Avez-vous déjà connu la situation où vous êtes dans le bureau de quelqu'un d'autre, vous êtes en train de parler avec la personne en question et tout à coup, le téléphone sonne. La personne vous dit, « Pardon » et puis, répond au téléphone. Un instant ... il y a un être humain devant vous, une personne vivante avec qui vous parlez, pourtant le téléphone a la priorité ? Connaît-on le concept de la relation client ? Où est la bienséance du bureau ?

Il s'agit du même phénomène pour ce qui est des téléphones intelligents toutefois, nous parlons maintenant de deux choses : les appels téléphoniques et les courriels. Oui, même les messages électroniques. Le Blackberry comme cellulaire sonnera si l'on reçoit un appel, mais il sonnera aussi si un courriel est reçu. Je sais que la sonnerie est la plupart du temps différente de celle qui indique un appel, cependant on peut voir le même phénomène : la personne contactée donne plus de priorité à l'arrivée de ce que la sonnerie indique qu'à la personne avec qui elle parle. À mes yeux, c'est un exemple parfait du conditionnement opérant de M. Skinner : nous sommes les pigeons de Skinner.
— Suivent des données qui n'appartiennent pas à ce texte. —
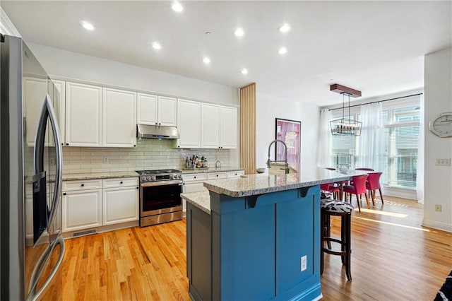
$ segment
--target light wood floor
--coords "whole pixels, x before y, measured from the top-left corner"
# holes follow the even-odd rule
[[[326,255],[323,300],[434,298],[452,269],[452,234],[421,227],[415,201],[386,199],[354,213],[352,281],[340,257]],[[182,220],[66,240],[64,300],[190,300],[185,232]]]

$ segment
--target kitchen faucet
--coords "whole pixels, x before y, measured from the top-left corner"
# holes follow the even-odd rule
[[[270,160],[270,148],[271,148],[271,145],[272,144],[275,143],[277,142],[280,142],[284,146],[284,156],[285,156],[284,158],[285,158],[285,160],[275,160],[275,161],[271,161]],[[275,146],[275,147],[276,147],[276,146]],[[275,158],[275,159],[276,159],[276,158]],[[285,164],[284,164],[284,170],[285,171],[286,174],[289,173],[289,171],[290,170],[289,169],[289,165],[287,164],[287,146],[286,146],[285,143],[282,140],[278,140],[278,139],[273,140],[273,141],[271,141],[271,143],[268,146],[268,160],[267,160],[267,167],[268,168],[271,168],[270,165],[273,162],[284,162],[285,163]]]

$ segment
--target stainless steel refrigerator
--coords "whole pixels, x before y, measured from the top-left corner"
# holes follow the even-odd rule
[[[59,91],[21,39],[0,57],[0,299],[61,300]]]

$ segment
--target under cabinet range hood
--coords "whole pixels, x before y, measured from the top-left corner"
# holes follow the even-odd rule
[[[137,124],[136,136],[139,139],[179,139],[179,131],[175,126]]]

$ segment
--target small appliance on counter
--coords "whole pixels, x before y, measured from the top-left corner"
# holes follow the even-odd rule
[[[140,226],[182,218],[182,172],[137,170],[140,175]]]

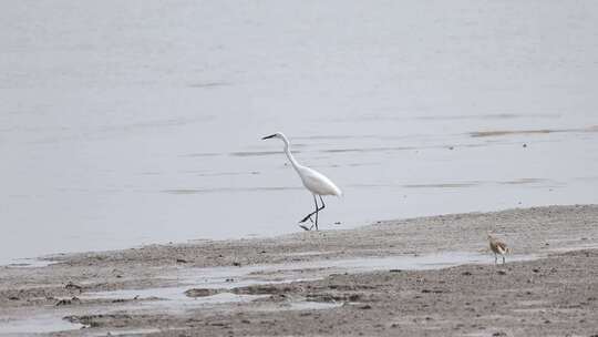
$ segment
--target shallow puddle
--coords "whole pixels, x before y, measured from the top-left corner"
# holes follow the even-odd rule
[[[315,253],[315,252],[310,252]],[[528,261],[537,258],[533,255],[509,255],[508,262]],[[118,299],[110,308],[101,307],[102,313],[112,310],[185,313],[192,309],[217,308],[227,304],[249,303],[266,298],[267,294],[234,294],[234,288],[256,285],[281,284],[301,280],[316,280],[343,273],[369,273],[377,270],[427,270],[441,269],[463,264],[491,264],[494,258],[489,254],[474,252],[444,252],[426,255],[396,255],[385,257],[360,257],[346,259],[324,259],[298,262],[288,264],[250,265],[240,267],[209,267],[184,268],[181,267],[174,275],[164,276],[165,280],[175,285],[169,287],[124,289],[114,292],[85,293],[81,299]],[[214,295],[189,297],[185,294],[192,288],[216,289]],[[290,299],[281,304],[267,304],[259,306],[258,310],[318,310],[331,309],[342,303],[321,303],[306,300],[305,298]],[[81,315],[93,310],[93,306],[76,308]],[[97,307],[95,307],[97,309]],[[23,320],[12,320],[2,324],[0,335],[25,333],[51,333],[79,329],[80,324],[71,324],[62,319],[64,313],[54,315],[40,315]]]
[[[0,336],[29,336],[30,334],[76,330],[82,327],[81,324],[63,320],[55,315],[38,315],[25,319],[0,319]]]

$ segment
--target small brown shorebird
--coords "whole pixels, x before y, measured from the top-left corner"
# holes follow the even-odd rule
[[[498,262],[498,254],[503,257],[503,264],[505,264],[505,254],[508,253],[506,244],[488,233],[488,242],[492,253],[494,253],[494,264]]]

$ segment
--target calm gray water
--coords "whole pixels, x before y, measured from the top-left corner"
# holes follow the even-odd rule
[[[0,8],[2,263],[598,203],[596,1]]]

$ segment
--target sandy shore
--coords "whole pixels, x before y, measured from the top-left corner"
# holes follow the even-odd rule
[[[595,248],[581,205],[61,255],[0,267],[0,334],[591,336]]]

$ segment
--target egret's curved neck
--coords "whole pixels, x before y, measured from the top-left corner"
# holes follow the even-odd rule
[[[295,171],[299,172],[299,163],[297,162],[297,160],[295,159],[295,156],[292,156],[292,153],[290,152],[289,140],[287,140],[286,136],[282,136],[282,142],[285,142],[285,153],[287,154],[287,157],[291,162],[291,165],[295,168]]]

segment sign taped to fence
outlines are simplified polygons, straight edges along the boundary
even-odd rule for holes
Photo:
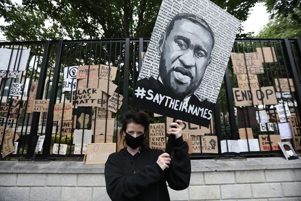
[[[83,66],[78,67],[76,71],[76,78],[83,79],[98,77],[98,65]]]
[[[0,70],[0,77],[18,78],[21,71],[17,70]]]
[[[108,79],[110,78],[110,80],[115,80],[117,74],[117,67],[101,65],[99,68],[99,78]]]
[[[274,80],[277,91],[295,91],[293,79],[275,78]]]
[[[131,105],[207,127],[239,24],[208,0],[164,0]]]
[[[10,85],[9,96],[21,96],[23,95],[24,84],[13,82]]]
[[[25,70],[30,54],[30,48],[13,50],[6,48],[0,48],[0,61],[1,61],[0,70]],[[10,62],[9,62],[9,60],[10,60]]]
[[[116,143],[88,143],[84,161],[85,159],[86,164],[105,164],[110,154],[116,150]]]

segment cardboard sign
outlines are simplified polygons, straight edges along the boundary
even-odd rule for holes
[[[173,122],[173,118],[167,117],[166,125],[168,127],[169,127],[169,125]],[[186,122],[183,122],[182,132],[187,133],[193,135],[204,135],[206,134],[212,134],[213,133],[213,123],[212,119],[211,119],[210,124],[208,128]]]
[[[165,124],[150,124],[149,138],[165,137]]]
[[[98,82],[98,88],[101,89],[104,92],[112,96],[117,88],[116,84],[113,82],[106,79],[99,78]]]
[[[237,115],[239,128],[254,128],[257,125],[256,108],[246,107],[238,108]]]
[[[295,91],[293,79],[275,78],[274,80],[277,91]]]
[[[73,92],[73,104],[78,107],[101,107],[102,91],[99,89],[88,88]]]
[[[76,72],[77,72],[77,66],[68,67],[64,67],[64,79],[76,78]]]
[[[72,103],[57,103],[55,105],[53,121],[71,120],[72,119]]]
[[[218,153],[217,136],[201,136],[202,153]]]
[[[101,65],[99,68],[99,78],[114,80],[117,74],[117,67]]]
[[[259,151],[259,143],[258,139],[239,139],[240,152]]]
[[[105,164],[110,154],[116,150],[116,143],[89,143],[87,145],[87,153],[85,154],[86,164]]]
[[[109,98],[108,109],[116,113],[122,104],[123,96],[122,95],[114,92],[113,95]]]
[[[35,100],[33,111],[47,112],[49,106],[49,100]]]
[[[68,145],[66,144],[60,144],[55,143],[53,144],[52,152],[54,154],[66,155],[67,146]],[[60,147],[60,153],[59,153],[59,147]]]
[[[246,133],[247,134],[248,139],[253,139],[253,132],[252,131],[251,128],[242,128],[239,129],[239,134],[240,134],[240,139],[246,139],[246,134],[245,134],[245,131],[246,130]]]
[[[83,79],[98,77],[98,65],[83,66],[78,67],[76,71],[76,78]]]
[[[291,112],[287,103],[280,103],[275,106],[280,123],[287,122],[289,117],[291,116]]]
[[[75,130],[73,144],[88,144],[92,141],[92,130],[85,129]]]
[[[94,134],[95,135],[105,134],[107,132],[107,136],[113,136],[114,134],[114,124],[115,119],[110,118],[107,119],[96,119],[96,123],[94,125],[92,123],[92,128],[95,126]],[[106,129],[107,130],[106,130]]]
[[[237,74],[237,82],[239,88],[258,88],[259,83],[256,74]]]
[[[17,70],[0,70],[0,77],[18,78],[20,75],[20,71]]]
[[[261,63],[270,63],[277,62],[275,49],[273,47],[256,48],[256,51],[260,55]],[[272,52],[273,51],[273,53]],[[263,54],[262,54],[263,52]]]
[[[260,127],[260,131],[261,132],[266,131],[274,131],[274,125],[273,123],[260,123],[259,126]]]
[[[72,134],[72,121],[63,121],[62,123],[60,122],[59,127],[59,133],[62,135],[71,135]]]
[[[281,142],[280,135],[279,134],[270,134],[270,137],[267,134],[259,134],[259,145],[260,150],[262,151],[270,151],[270,141],[272,146],[272,150],[280,150],[278,142]]]
[[[62,82],[62,92],[74,91],[76,90],[77,85],[76,79],[64,78]]]
[[[149,148],[165,151],[166,143],[165,137],[152,137],[149,140]]]
[[[84,89],[87,88],[98,88],[98,77],[89,77],[89,79],[80,79],[77,81],[77,89]]]
[[[81,151],[81,144],[75,144],[74,145],[74,154],[85,154],[87,152],[87,144],[83,144],[82,152]]]
[[[278,124],[278,126],[281,139],[291,139],[293,138],[289,123]]]
[[[30,54],[30,48],[28,49],[15,49],[13,50],[6,48],[0,48],[0,61],[1,61],[0,69],[25,70]],[[10,62],[9,62],[10,60]],[[9,67],[9,68],[8,67]]]
[[[32,82],[29,89],[29,97],[27,100],[27,108],[26,113],[32,113],[33,112],[33,105],[37,95],[37,89],[38,88],[38,82]]]
[[[41,135],[39,136],[38,141],[37,142],[37,145],[36,145],[35,151],[38,152],[42,151],[42,148],[43,147],[43,144],[44,142],[45,139],[45,135]]]
[[[108,135],[106,137],[104,134],[98,134],[95,135],[94,142],[95,143],[113,143],[113,136]],[[105,139],[106,140],[105,140]]]
[[[13,82],[10,85],[9,96],[21,96],[23,94],[24,84],[19,83]]]
[[[112,112],[109,110],[107,110],[106,107],[98,107],[96,110],[96,119],[111,118],[112,116]]]
[[[252,88],[251,91],[254,105],[275,105],[278,103],[273,86]]]
[[[301,150],[301,126],[300,119],[296,115],[290,117],[290,125],[293,134],[293,144],[296,150]]]

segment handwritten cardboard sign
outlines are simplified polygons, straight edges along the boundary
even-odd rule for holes
[[[238,108],[237,115],[239,128],[254,128],[257,126],[255,113],[256,108],[254,107]]]
[[[77,89],[86,89],[87,88],[98,88],[98,77],[89,77],[89,79],[80,79],[77,81]]]
[[[13,82],[10,85],[9,96],[21,96],[23,94],[24,84]]]
[[[239,88],[256,88],[259,87],[258,78],[256,74],[237,74],[237,82]]]
[[[47,112],[49,106],[49,100],[35,100],[33,104],[33,111]]]
[[[202,153],[218,153],[217,136],[201,136]]]
[[[274,125],[272,123],[260,123],[260,131],[261,132],[266,131],[274,131]]]
[[[113,95],[109,98],[108,109],[116,113],[122,104],[123,96],[114,92]]]
[[[270,134],[269,137],[269,135],[267,134],[259,134],[258,139],[259,140],[261,151],[271,150],[270,141],[271,141],[272,150],[280,150],[280,147],[278,145],[278,142],[281,142],[281,138],[280,135]]]
[[[55,143],[53,144],[52,152],[54,154],[66,155],[67,146],[68,144],[58,144]],[[60,147],[60,153],[59,153],[59,147]]]
[[[256,51],[260,56],[261,63],[277,62],[277,59],[273,47],[256,48]]]
[[[99,89],[88,88],[73,91],[73,104],[79,107],[101,107],[102,91]]]
[[[290,117],[290,125],[293,135],[293,144],[296,150],[301,150],[301,123],[299,116],[294,115]]]
[[[57,103],[55,105],[53,121],[71,120],[72,119],[72,103]]]
[[[98,77],[98,65],[83,66],[78,67],[76,71],[76,78],[83,79]]]
[[[38,88],[38,82],[32,82],[29,89],[29,97],[27,101],[27,108],[26,113],[32,113],[33,112],[33,105],[36,96],[37,95],[37,89]]]
[[[87,151],[87,144],[83,144],[82,145],[82,151],[81,149],[81,144],[75,144],[74,145],[74,154],[85,154]]]
[[[293,79],[275,78],[274,80],[277,91],[295,91]]]
[[[113,143],[113,135],[108,135],[106,136],[104,134],[95,135],[94,139],[95,143]]]
[[[113,82],[106,79],[99,78],[98,82],[98,88],[101,89],[104,92],[112,96],[117,88],[116,84]]]
[[[150,124],[149,138],[165,137],[165,124]]]
[[[114,80],[117,74],[117,67],[101,65],[99,68],[100,78]]]
[[[173,118],[167,117],[166,118],[166,125],[169,125],[173,122]],[[188,122],[183,122],[182,125],[182,132],[187,133],[193,135],[204,135],[206,134],[213,133],[213,123],[212,119],[208,128],[191,124]]]
[[[93,130],[94,126],[95,126],[94,133],[96,135],[105,134],[106,133],[107,136],[113,135],[114,134],[114,124],[115,123],[114,118],[96,119],[96,121],[95,125],[92,123]]]
[[[74,133],[73,144],[88,144],[92,141],[92,130],[76,129]]]
[[[116,150],[116,143],[89,143],[85,155],[86,164],[105,164],[110,154]]]
[[[0,70],[0,77],[18,78],[20,75],[20,71],[17,70]]]
[[[64,67],[64,78],[76,78],[77,69],[77,66]]]
[[[246,139],[246,133],[247,134],[248,139],[253,139],[253,132],[251,128],[242,128],[239,129],[239,134],[240,134],[240,139]]]
[[[165,150],[166,143],[165,137],[152,137],[149,140],[149,147],[152,149],[158,149]]]

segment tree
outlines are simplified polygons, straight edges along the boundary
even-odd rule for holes
[[[240,20],[258,0],[213,1]],[[149,37],[160,0],[0,0],[10,41]],[[240,31],[242,30],[241,27]]]

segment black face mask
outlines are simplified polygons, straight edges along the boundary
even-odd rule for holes
[[[144,139],[144,134],[141,134],[137,137],[134,137],[130,134],[125,132],[125,136],[124,137],[126,145],[133,149],[135,149],[138,146],[142,145],[143,139]]]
Tout bien considéré, je dois ajouter une autre observation de ces « pigeons de Skinner », une observation que j'ai notée dans des journaux. Il y a de bonnes raisons de mettre en avant l'argument selon lequel la société actuelle à l'ère de communication instantanée n'est plus capable que de courtes durées d'attention et le besoin d'être toujours en communication n'est qu'une indication de la rapidité avec laquelle on s'ennuie et de la façon dont on cherche constamment un nouveau stimulus pour satisfaire le besoin de se divertir.